Analysts at Berenberg raised their target price on bakery chain Greggs from 2,100.0p to 2,950.0p on Friday, stating the group was now "delivering the goods".

Berenberg, which also reiterated its 'buy' rating on the stock, acknowledged that Greggs shares had rallied "strongly" over the last six months. However, it still thinks that the strength of Greggs' recovery "more than warranted" the moves.

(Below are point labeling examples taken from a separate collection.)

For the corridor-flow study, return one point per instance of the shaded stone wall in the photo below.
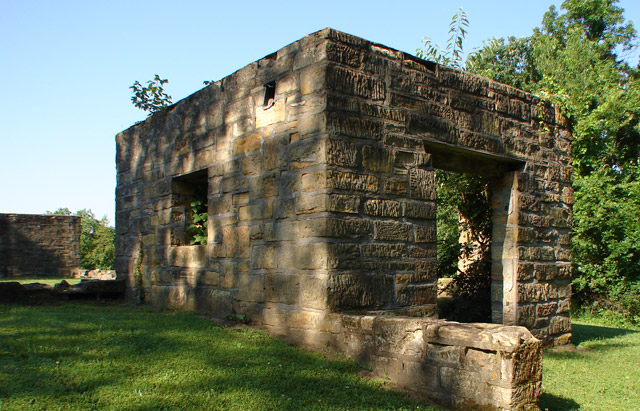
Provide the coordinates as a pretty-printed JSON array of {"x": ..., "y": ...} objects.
[
  {"x": 461, "y": 366},
  {"x": 39, "y": 245},
  {"x": 318, "y": 166}
]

While the German bank admitted Greggs' shares were not necessarily "cheap", it also said delivery, in particular, could prove "hugely incremental" to the firm's "recovered" sales and could drive "significant upside" to its forecasts.

"Greggs currently trades at 23.7x 2022E P/E. We would note that it has a net cash position and an exceptional track record of earnings growth, which should support that multiple," concluded Berenberg, which transferred coverage of the stock to analyst Owen Shirley.

Credit Suisse upgraded WPP to 'neutral' from 'underperform' on Friday and lifted the price target to 1,060.0p from 835.0p as it argued that a record advertising recovery is overriding structural concerns.

"With both GroupM and MAGNA significantly increasing 2021 forecasts (to mid-teens) and predicting a record advertising recovery, structural concerns about agency holding companies have taken a back seat," the bank said.

"This could continue for some time as government stimulus and recovery in some pandemic-impacted sectors such as travel, telecom, media & entertainment and retail kick in."

Credit Suisse attributed the increase in the target price to earnings upgrades, the roll-over of net debt, and a rise in terminal growth to 1% from 0%.

The bank said the best way to gain exposure to the subsector is through Martin Sorrell's outperform-rated S4 Capital, "given its multiple levers for market share gain". CS said M&A alone could add around 45% to S4's EBITDA and 30% to valuation, on its numbers.